Local politicians are up in arms because congressional leaders are afraid to send billions of dollars down here due to Louisiana’s reputation for corruption. Idaho Senator Larry Craig told the folks back home that “fraud is as much a part of the fabric of Louisiana as it is in Iraq and that flooded sections of New Orleans should be abandoned.” The article in today’s newspaper quotes him: “Louisiana and New Orleans are the most corrupt governments in our country and they always have been….A rookie cop in New Orleans, they pay him or her $17,000 starting pay and then wink and say you better make the rest of it on the street.” And Craig is not alone in that assessment.
Colorado Representative Tom Tancredo has urged fellow congressmen not to let our state’s politicians get their hands on the $62 billion appropriated because of “mind-boggling incompetence” in dealing with the storm and our state’s “long history of corruption.”
I will spare you the uproar from our senators and mayor and governor, all of it predictable.
Before commenting on these charges, let me make a confession.

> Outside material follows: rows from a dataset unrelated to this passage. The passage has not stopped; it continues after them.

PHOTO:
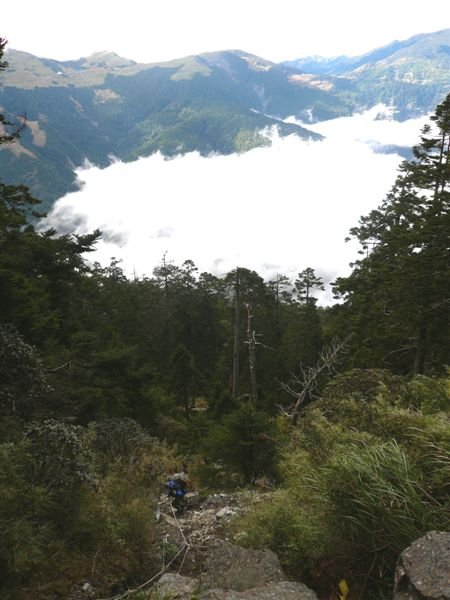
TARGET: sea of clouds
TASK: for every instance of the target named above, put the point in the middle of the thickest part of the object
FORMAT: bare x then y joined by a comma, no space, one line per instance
275,210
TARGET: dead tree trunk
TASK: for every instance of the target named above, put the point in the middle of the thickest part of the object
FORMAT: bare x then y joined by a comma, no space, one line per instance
235,388
251,341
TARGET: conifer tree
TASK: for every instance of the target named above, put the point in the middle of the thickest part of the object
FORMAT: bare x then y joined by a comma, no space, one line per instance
398,296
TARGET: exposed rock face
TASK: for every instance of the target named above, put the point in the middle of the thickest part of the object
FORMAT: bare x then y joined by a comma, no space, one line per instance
176,586
285,590
232,567
218,569
423,569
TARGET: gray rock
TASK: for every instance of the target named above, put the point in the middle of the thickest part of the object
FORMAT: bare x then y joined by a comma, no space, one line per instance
284,590
235,568
225,512
176,586
423,569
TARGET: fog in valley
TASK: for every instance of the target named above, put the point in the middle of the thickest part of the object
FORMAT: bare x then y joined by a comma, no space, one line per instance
275,210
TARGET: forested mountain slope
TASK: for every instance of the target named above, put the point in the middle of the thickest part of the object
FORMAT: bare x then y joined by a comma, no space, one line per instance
106,106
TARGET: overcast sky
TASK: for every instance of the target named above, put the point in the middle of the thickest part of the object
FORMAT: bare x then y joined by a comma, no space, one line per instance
149,31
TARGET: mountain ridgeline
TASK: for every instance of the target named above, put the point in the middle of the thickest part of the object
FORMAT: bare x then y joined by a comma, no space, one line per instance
107,106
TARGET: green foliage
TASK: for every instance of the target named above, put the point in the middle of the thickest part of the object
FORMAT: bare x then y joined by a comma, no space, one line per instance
61,516
22,376
363,477
397,296
245,442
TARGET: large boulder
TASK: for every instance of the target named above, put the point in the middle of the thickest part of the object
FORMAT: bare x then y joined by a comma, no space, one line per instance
283,590
423,569
176,586
234,568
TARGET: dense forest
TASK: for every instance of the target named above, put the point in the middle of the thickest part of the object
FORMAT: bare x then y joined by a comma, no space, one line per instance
109,383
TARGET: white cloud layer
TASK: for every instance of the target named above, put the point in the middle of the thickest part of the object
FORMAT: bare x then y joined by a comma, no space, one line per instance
275,210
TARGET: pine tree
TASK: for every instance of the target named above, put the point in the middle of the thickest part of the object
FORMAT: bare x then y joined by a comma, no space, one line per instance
398,296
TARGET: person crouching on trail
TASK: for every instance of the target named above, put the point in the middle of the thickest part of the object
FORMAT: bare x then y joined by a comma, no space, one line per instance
177,489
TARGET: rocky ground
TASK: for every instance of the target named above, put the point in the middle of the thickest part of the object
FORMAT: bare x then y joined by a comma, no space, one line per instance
209,566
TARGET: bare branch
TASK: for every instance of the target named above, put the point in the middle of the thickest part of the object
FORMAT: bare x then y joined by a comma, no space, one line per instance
304,385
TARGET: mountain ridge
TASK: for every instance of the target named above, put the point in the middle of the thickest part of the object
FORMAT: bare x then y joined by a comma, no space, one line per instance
215,102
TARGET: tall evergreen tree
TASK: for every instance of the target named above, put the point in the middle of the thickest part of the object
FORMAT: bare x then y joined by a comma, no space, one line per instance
398,296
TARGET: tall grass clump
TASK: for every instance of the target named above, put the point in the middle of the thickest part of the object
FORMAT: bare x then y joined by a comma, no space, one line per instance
363,477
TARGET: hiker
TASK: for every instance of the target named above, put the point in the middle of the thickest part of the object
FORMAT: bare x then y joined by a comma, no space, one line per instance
177,489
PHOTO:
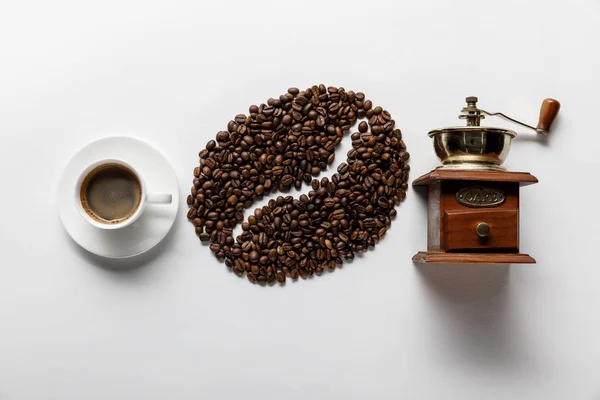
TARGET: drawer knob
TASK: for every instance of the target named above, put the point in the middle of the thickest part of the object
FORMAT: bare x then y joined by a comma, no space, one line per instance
483,229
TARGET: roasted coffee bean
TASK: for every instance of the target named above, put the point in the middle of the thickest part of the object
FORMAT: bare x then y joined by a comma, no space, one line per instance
281,145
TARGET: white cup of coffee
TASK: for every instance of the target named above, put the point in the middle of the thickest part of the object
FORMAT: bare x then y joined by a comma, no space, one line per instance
110,194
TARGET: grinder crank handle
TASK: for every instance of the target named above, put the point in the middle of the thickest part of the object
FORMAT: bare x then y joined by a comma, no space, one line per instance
548,112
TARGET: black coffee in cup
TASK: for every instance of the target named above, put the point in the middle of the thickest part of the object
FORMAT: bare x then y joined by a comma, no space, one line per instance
111,193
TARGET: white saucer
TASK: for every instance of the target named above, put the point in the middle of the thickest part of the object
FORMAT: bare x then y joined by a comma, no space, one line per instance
152,226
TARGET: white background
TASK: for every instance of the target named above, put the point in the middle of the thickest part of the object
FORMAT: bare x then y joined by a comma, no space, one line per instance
178,325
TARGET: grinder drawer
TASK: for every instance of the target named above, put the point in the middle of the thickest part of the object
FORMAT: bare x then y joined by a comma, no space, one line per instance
489,230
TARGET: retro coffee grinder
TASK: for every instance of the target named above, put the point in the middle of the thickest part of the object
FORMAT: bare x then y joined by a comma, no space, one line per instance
473,211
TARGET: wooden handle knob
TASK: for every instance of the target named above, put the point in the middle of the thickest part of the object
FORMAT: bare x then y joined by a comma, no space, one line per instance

I am an Alabama farm boy and not an insider down here in the swamps. I do not know what goes on inside City Hall or the state house except what I read in the paper or see on the TV news. I do not tell Cajun jokes because with my Alabama accent, they don’t work. But I love this city. I lived here three years in the 60s as a seminary student and pastor, and have lived here a second time since 1990, as a pastor and now as director of missions for all the 135 or so Southern Baptist churches. I did not lose my house or my church in the hurricane, although 27 of our pastors lost both. The one thing that grants me the right to say what I’m about to say is that I personally paid for this website out of my pocket. Furthermore, no honest and knowledgeable person will dispute this.